Penso allo sport femminile e mi vengono in mente, giusto per restare in Italia e non tornare troppo indietro nel tempo, campionesse come la Pellegrini, la Schiavone, la Vezzali, la Compagnoni, la May; per non parlare del Setterosa o della nazionale italiana di volley. Tutte donne che hanno conquistato la celebrità grazie ai loro successi sportivi. L’unica calciatrice conosciuta è Carolina Morace. In fondo però è più famosa per i commenti in televisione che per le gesta sportive.
Che il calcio sia uno sport maschilista, l’abbiamo sempre saputo. Qui da noi fa notizia l’arbitro donna, l’allenatore donna: insomma, la nota di colore. In generale però si parla più che altro delle mogli dei calciatori: la Blasi, la Canalis, la Merz, la Ventura, la Fico.
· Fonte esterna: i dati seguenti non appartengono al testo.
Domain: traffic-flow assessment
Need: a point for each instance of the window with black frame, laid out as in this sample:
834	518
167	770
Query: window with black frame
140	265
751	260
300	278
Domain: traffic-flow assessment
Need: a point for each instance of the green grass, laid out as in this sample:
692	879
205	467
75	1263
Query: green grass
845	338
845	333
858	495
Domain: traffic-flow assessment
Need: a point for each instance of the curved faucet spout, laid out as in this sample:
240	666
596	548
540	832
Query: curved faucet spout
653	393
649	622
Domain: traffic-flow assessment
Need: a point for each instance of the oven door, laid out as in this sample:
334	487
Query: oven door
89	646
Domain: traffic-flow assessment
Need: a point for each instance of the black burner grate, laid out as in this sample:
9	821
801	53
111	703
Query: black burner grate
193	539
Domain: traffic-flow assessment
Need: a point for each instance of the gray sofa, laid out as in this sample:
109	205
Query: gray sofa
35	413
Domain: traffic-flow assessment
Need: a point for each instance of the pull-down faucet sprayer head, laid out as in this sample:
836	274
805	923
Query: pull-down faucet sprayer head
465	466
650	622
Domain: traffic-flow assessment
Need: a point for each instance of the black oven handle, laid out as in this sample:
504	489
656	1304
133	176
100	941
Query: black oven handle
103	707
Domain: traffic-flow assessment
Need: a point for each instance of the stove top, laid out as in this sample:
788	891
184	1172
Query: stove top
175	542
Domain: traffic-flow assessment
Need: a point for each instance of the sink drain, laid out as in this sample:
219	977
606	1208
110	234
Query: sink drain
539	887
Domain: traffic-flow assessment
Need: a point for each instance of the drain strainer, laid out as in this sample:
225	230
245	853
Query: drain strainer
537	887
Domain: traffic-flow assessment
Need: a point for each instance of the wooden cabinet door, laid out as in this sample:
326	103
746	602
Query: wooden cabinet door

Ma le donne a calcio giocano e nel resto del mondo – negli Usa in particolare, iniziano a insegnarlo sin dalle scuole primarie – il movimento cresce, aumentano i successi e il seguito di pubblico. Anche in questo, come al solito siamo sempre indietro. Esiste un parere espresso dalla Comunità Europea nel 2007 che – nell’ambito della promozione delle pari opportunità – invita gli stati aderenti a finanziare e sviluppare l’insegnamento e la pratica dello sport per le donne. Qui in Italia, però, ha trovato scarsa applicazione. È vero, negli altri sport le donne meritano, si affermano e vincono. Eppure, a ben vedere, i successi delle nostre campionesse non sono frutto della programmazione e di un impegno organico da parte di istituzioni e federazioni sportive ma, piuttosto, il risultato della passione e del sacrificio di chi si allena ogni giorno nei pochi (e scarsamente finanziati) centri d’eccellenza dello sport in Italia. E non si tratta soltanto di “produrre” più campionesse, più titoli, più medaglie e più coppe. Nemmno di femminismo. Parliamo di una società più equa e soprattutto più sana.
Come sempre il calcio è un esempio (estremo ma fenomenale) della deriva italiana: è più facile raggiugere il successo facendo la “moglie”.
Si parla tanto di pari opportunità e domani, 8 marzo, festa della donna, sicuramente se ne parlerà ancora di più. Speriamo che alle parole seguano i fatti e che, prima o poi, il rosa nel calcio (e dello sport in generale) non sia solo quello della “Gazzetta”.